Yes, these particular increases affect fewer than 6 percent of Minnesotans because most are covered by employer-based insurance, where rates aren’t rising so fast, or publicly subsidized programs. That rates in Minnesota may remain among the nation’s lowest is of note but small comfort to the 300,000 Minnesotans affected by this year’s leaps.

The Commerce Department, which approved the new rates, originally had received requests from insurers for increases up to 74 percent.

It cited factors contributing to added costs in the individual market, including:

— A higher-than-expected percentage of less healthy, more costly enrollees.

— Higher-than-expected claims for medical care and prescription drugs, especially high-cost specialty drugs.

— Minnesota’s relatively small individual market, resulting in a smaller risk pool, which now includes more high-risk clients, across which insurers can spread their costs.

—Prices charged are set to cover the anticipated expenses,” explains Jim Schowalter, president and CEO of the Minnesota Council of Health Plans.

“Premiums are expensive because medical care is expensive,” he said. “We all have to take a look at how we can make health care more affordable.” He suggests “a community approach to improving and slowing — if not reversing — health care costs.”

That will be harder in an environment in which the first instinct is to issue an angry public statement. An “extremely unhappy” Gov. Mark Dayton blamed the insurance companies. If they “make good coverage unaffordable for Americans, I believe citizens will soon demand that insurers’ excessive administrative overheads be eliminated, and that they be removed as the providers of health insurance.”

So much, apparently, for the market-based competition Democrats emphasized when they created MNsure — the state’s health care exchange under federal reform — and passed it without a single Republican vote.

In his statement, Republican House Speaker Kurt Daudt said Minnesotans “frankly can’t afford this failed system the Democrats have put in place,” calling on them to “stop standing in the way of the reforms that will frankly help us provide better, lower-cost health coverage for Minnesotans.”

We bring that political baggage to what Larry Jacobs of the Humphrey School of Public Affairs at the University of Minnesota describes as “a new day” for system reform.

“Now, we’re in the nitty-gritty debate about choices,” he told us.
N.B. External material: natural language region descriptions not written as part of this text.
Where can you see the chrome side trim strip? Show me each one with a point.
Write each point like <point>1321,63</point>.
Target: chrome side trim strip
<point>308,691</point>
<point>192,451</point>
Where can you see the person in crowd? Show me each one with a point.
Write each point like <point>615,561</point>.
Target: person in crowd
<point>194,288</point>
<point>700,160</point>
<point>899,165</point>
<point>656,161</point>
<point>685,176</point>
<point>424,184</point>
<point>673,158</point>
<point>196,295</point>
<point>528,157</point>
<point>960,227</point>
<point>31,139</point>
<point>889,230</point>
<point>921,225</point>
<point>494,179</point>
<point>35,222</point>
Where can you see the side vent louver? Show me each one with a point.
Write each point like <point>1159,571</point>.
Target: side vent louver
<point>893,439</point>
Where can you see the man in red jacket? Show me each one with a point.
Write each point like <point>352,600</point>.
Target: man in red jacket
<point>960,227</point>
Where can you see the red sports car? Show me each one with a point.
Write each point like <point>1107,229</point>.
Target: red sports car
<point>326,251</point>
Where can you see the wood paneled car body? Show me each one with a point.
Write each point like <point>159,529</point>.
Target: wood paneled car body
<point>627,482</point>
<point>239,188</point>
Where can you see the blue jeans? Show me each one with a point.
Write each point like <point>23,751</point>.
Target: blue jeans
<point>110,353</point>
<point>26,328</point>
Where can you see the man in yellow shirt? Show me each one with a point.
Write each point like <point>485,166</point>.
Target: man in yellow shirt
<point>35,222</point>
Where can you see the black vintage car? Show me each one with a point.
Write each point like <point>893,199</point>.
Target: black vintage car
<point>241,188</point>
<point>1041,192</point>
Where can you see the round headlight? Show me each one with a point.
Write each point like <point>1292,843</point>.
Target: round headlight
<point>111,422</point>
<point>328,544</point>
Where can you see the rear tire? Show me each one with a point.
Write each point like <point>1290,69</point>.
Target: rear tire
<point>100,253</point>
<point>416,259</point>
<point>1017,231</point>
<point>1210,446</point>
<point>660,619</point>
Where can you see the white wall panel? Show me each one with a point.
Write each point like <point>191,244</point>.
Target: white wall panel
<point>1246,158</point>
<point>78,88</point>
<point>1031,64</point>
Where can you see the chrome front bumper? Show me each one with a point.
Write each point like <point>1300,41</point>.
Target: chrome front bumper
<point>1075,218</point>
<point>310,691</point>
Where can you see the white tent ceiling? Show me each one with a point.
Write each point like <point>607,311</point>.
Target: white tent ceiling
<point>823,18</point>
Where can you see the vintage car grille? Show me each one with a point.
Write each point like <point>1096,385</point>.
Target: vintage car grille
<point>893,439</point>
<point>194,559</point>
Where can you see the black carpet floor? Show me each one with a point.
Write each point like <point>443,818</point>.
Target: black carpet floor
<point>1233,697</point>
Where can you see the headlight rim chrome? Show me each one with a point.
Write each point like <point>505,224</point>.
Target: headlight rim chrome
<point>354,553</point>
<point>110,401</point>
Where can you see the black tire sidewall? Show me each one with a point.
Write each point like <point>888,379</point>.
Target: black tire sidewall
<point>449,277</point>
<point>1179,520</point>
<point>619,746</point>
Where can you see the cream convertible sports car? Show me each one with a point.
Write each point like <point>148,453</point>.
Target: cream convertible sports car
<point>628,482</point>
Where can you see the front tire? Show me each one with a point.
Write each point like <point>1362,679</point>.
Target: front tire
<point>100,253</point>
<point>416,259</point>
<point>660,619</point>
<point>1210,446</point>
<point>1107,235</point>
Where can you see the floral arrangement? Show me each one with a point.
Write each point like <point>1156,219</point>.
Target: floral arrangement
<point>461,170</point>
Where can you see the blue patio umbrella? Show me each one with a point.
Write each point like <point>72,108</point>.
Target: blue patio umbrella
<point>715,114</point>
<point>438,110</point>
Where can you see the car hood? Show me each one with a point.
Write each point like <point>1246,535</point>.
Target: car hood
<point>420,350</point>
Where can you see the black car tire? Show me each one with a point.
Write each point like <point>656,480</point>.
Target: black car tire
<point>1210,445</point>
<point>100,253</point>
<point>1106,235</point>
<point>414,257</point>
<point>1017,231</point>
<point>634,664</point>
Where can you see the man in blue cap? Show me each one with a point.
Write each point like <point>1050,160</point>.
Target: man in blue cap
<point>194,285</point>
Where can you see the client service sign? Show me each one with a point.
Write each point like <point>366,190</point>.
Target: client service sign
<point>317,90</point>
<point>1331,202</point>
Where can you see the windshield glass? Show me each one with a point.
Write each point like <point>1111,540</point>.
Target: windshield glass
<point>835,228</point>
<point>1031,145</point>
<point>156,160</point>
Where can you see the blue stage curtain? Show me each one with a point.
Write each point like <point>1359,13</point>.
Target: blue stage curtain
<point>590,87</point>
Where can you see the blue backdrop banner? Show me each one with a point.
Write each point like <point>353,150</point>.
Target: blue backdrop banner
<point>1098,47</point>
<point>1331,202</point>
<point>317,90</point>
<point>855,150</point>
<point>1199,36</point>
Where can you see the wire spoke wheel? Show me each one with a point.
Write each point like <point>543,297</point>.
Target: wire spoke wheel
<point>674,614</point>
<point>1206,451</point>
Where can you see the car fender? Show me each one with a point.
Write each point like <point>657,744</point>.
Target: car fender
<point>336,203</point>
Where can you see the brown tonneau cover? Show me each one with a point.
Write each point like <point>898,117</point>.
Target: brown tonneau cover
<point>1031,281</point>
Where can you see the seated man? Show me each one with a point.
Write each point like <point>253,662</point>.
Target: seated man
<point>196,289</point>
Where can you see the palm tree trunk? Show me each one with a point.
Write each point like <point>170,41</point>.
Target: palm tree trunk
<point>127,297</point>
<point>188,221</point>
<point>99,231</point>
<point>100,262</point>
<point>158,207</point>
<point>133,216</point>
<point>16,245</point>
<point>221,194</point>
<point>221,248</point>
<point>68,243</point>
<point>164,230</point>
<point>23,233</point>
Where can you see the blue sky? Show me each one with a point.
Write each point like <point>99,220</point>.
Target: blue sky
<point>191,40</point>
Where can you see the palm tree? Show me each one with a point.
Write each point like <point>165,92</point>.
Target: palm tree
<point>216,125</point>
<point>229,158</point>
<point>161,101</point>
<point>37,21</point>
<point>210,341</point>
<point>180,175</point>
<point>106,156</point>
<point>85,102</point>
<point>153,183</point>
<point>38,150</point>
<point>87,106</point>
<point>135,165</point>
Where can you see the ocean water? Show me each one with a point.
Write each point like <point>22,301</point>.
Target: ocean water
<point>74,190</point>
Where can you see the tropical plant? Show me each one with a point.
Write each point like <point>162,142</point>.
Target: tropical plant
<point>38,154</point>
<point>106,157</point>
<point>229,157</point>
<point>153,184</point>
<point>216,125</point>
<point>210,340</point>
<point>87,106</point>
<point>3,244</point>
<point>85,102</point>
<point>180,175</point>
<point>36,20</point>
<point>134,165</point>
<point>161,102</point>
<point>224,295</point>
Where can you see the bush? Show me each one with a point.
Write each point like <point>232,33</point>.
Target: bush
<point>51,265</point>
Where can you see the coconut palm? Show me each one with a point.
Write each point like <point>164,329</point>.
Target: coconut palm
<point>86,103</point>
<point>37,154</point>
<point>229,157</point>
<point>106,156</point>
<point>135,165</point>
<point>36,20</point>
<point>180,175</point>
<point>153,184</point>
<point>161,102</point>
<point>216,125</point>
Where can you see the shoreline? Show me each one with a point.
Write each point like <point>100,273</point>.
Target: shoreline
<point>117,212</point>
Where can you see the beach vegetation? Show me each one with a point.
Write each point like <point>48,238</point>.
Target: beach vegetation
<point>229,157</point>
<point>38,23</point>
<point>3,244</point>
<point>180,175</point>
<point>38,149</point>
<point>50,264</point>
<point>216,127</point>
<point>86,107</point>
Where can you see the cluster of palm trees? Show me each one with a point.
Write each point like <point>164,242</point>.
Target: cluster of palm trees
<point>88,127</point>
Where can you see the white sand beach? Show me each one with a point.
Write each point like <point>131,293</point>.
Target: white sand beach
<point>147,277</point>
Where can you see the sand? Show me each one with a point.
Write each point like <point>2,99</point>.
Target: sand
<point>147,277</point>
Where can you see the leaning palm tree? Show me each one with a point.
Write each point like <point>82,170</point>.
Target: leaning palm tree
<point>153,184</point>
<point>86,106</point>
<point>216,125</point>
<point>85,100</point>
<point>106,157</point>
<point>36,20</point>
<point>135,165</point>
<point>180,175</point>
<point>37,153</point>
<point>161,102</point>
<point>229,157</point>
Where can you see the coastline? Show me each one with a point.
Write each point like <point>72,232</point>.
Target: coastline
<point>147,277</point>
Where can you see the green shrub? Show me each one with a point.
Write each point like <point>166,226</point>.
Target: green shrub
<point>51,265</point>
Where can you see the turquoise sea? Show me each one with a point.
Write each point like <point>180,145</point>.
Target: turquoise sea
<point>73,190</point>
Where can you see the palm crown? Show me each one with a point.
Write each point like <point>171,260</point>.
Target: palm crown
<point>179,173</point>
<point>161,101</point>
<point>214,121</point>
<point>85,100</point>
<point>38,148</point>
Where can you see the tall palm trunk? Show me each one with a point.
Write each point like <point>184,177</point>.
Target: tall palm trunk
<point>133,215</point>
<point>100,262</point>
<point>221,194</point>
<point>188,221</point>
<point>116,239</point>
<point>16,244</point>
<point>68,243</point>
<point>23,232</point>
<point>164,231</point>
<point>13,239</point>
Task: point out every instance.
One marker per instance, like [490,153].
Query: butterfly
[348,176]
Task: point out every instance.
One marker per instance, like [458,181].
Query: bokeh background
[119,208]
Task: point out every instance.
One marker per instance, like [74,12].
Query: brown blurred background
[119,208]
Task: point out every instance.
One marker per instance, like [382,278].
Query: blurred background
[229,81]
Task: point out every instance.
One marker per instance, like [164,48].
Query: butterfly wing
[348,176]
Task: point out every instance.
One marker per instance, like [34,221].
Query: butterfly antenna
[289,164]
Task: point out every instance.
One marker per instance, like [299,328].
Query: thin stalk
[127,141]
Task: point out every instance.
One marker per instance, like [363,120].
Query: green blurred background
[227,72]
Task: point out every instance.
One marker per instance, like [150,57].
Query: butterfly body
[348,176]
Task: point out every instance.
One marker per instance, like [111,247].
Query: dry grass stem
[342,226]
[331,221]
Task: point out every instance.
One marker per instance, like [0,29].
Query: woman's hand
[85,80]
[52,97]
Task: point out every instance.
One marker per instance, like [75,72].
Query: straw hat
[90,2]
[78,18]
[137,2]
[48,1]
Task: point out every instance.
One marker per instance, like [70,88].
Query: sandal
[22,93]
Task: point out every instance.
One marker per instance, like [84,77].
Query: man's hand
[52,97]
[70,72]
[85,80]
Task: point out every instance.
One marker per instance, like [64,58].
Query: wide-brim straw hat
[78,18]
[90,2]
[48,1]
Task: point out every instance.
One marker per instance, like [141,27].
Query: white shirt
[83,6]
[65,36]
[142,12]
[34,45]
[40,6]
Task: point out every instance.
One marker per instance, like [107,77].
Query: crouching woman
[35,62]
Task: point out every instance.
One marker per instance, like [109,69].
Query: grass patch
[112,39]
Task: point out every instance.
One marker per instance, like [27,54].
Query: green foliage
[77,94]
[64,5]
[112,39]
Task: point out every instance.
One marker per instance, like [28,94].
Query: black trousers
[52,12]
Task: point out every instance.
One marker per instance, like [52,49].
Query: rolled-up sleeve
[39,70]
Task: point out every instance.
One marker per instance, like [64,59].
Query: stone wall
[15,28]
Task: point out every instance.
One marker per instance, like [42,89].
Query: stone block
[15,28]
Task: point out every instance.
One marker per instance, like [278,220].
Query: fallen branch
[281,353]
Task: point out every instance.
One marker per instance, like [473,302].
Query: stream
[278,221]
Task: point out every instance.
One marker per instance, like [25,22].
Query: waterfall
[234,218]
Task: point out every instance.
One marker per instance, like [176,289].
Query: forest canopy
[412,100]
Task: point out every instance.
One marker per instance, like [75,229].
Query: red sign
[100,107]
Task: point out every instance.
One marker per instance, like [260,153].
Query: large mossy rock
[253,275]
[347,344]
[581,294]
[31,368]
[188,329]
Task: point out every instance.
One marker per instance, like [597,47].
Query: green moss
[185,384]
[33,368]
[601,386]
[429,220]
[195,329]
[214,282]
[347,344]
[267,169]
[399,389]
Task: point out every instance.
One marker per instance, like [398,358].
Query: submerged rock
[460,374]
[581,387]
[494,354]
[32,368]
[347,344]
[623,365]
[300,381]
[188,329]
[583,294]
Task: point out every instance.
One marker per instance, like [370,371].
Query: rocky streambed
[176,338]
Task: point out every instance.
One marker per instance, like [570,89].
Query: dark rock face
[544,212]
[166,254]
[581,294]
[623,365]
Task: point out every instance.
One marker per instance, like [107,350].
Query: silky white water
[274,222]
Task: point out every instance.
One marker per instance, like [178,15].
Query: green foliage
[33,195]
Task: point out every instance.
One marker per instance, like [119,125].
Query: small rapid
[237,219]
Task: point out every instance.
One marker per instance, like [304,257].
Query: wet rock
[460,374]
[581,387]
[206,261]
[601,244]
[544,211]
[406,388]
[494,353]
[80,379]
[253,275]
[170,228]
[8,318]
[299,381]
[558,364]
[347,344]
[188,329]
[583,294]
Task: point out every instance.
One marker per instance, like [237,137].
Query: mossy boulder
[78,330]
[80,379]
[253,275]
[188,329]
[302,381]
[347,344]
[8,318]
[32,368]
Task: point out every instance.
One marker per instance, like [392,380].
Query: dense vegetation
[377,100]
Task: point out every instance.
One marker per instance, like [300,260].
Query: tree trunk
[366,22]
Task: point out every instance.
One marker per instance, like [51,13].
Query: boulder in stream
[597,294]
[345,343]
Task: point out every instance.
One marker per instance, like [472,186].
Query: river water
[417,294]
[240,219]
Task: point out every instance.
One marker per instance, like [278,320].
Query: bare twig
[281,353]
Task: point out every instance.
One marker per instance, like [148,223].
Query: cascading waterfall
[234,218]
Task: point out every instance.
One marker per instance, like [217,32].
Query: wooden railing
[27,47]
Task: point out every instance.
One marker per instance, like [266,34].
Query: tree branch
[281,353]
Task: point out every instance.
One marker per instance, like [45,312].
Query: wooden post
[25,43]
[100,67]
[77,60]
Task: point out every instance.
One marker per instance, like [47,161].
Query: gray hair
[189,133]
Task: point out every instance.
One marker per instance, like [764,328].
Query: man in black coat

It will involve “tough choices about the kinds of benefits being offered.”

Jacobs expresses hope that the state’s task force on health care financing — due to report early next year — “is going to put some real options on the table.”

“There are going to be trade-offs,” he said. “You can’t have everything.”

Commerce Commissioner Mike Rothman, a task force member, is calling for changes to help stabilize rates. Noting that the department is limited in what it can do to restrain increases, he suggests options that include mechanisms to spread the financial risk that insurers bear, as well as “reinsurance” to provide a backstop against deep losses.

The search for solutions is urgent, with cost-drivers including an aging population that will require more care.

For years, we’ve expressed concern about what happens when backloaded ACA costs hit the system. As the bills arrive, we’re finding out.